# Introducing Fredo



## MADCAT (Nov 21, 2008)

Fredo arrived on Friday night and is settling in brilliant, he is a seal point persian


































also quick one of Boris and Tootsie


----------



## scosha37 (Feb 24, 2008)

OOH noooo Vikki.... ...I want!!!. ... a Cuddle....:001_tt2:

AWww hes gorg and so is your other Puddy cats..


----------



## Milly22 (Sep 15, 2008)

Oh he is lovely. Gorgeous little bundle of fluff!!


----------



## colliemerles (Nov 2, 2007)

awwwwww me want me want me want,!!!!!!! gorgeous,


----------



## ChinaBlue (Feb 3, 2008)

Such a cutie


----------



## FREE SPIRIT (Jul 8, 2009)

Such a cutie Vikki....lovely pics...xxxx


----------



## SallyUK (May 27, 2008)

Awwwwe, gorgeous kitty!

I love the way the older one has it's paws crossed too lol

Sal
x


----------



## fairy74 (Aug 20, 2009)

I always wanted a kitty that looked exactly like that when i was younger.
So bootiful.


----------



## tylow (Feb 11, 2009)

Aaw he's lovely


----------



## Summer1098 (Jun 20, 2009)

Totally adorable!


----------



## DKDREAM (Sep 15, 2008)

awww look at tootsie like this is my house, shes a cutey and fredo is adorable


----------



## Izzie999 (Nov 27, 2008)

Hi,

He is gorgeous, such a sweet little face. Boris is looking pretty darn cute nowadays too and Toots of course. 

Izzie


----------



## suzy93074 (Sep 3, 2008)

I love him!!  Plllllleeeeaasseee can I have him!!xxxx


----------



## MADCAT (Nov 21, 2008)

suzy93074 said:


> I love him!!  Plllllleeeeaasseee can I have him!!xxxx


Let me think............................................ Nope :001_tt2:  xxxxxxxxxxxx


----------



## suzy93074 (Sep 3, 2008)

MADCAT said:


> Let me think............................................ Nope :001_tt2:  xxxxxxxxxxxx


Oh! u spoilsport!!:001_tt2:xxx how is boris and toots with him this morning??


----------



## MADCAT (Nov 21, 2008)

suzy93074 said:


> Oh! u spoilsport!!:001_tt2:xxx how is boris and toots with him this morning??

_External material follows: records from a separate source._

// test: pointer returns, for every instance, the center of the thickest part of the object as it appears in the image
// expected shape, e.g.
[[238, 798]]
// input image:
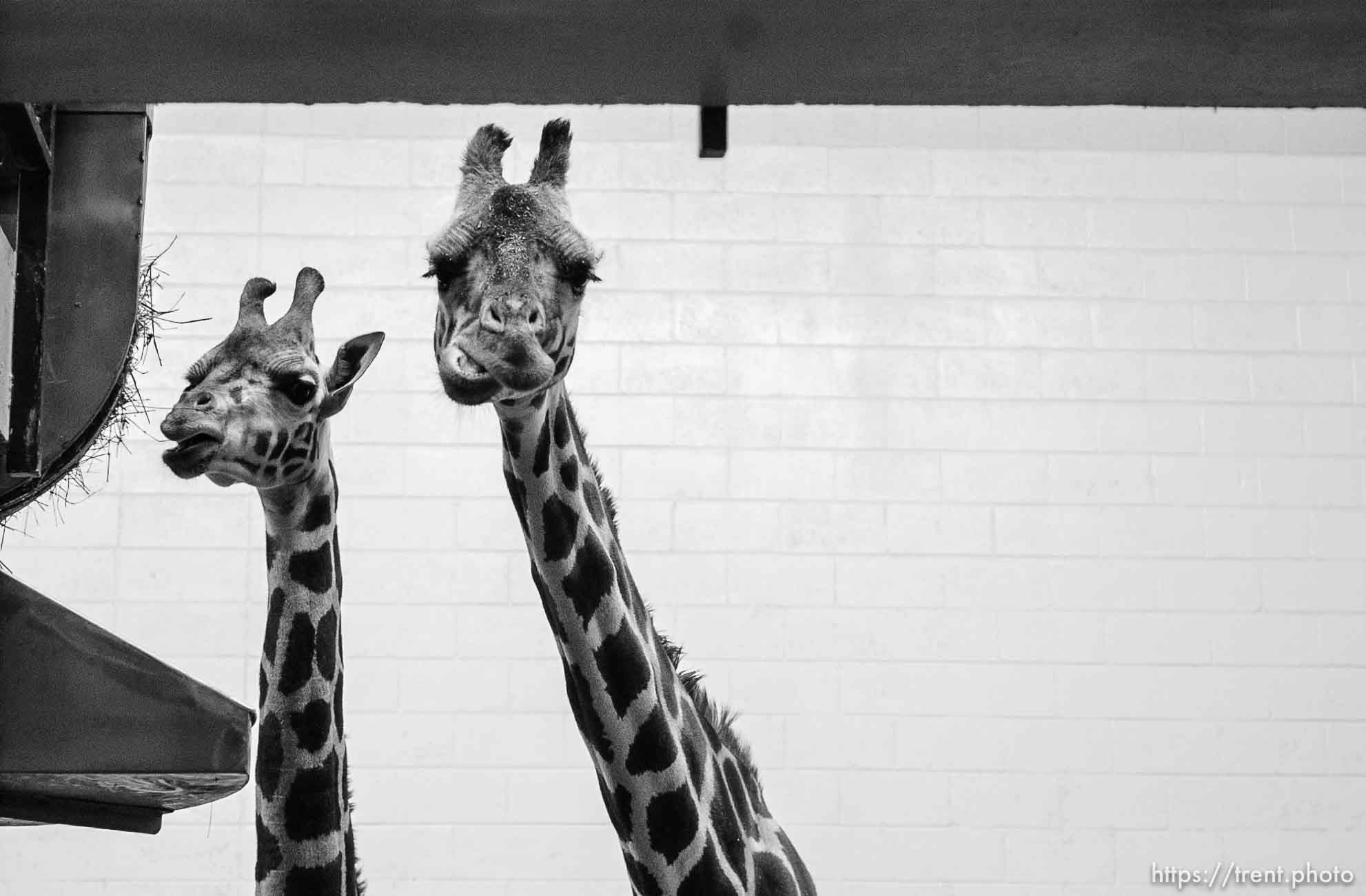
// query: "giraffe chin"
[[192, 456]]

I didnt dare leave them together so seperated them, not good i know, Boris is ok, toots is still a stroppy little bugger, i managed to get them eat next to each other this morning though until fredo decided he would knock toots out the way to get to her food xxx


----------



## suzy93074 (Sep 3, 2008)

MADCAT said:


> I didnt dare leave them together so seperated them, not good i know, Boris is ok, toots is still a stroppy little bugger, i managed to get them eat next to each other this morning though until fredo decided he would knock toots out the way to get to her food xxx


Awwww bless! sounds like fun!xxx


----------



## MADCAT (Nov 21, 2008)

suzy93074 said:


> Awwww bless! sounds like fun!xxx


I know, i had a laugh in the night though, woke up to go to loo and Fredo was asleep on hubbys head  xxx


----------



## CatzEyes (Mar 30, 2009)

Awww......what a darling. So cute and so fluffy. I wanna steal him. Fine I'm on the plane now so I can come cuddle him....Hehehe....


----------



## plumo72 (Nov 2, 2007)

Awwww he's lovely


----------



## Aud's_Mum (Aug 4, 2008)

He's just perfect!! Persian kittens are the most beautiful little creatures


----------



## MADCAT (Nov 21, 2008)

Aud's_Mum said:


> He's just perfect!! Persian kittens are the most beautiful little creatures


I think so to


----------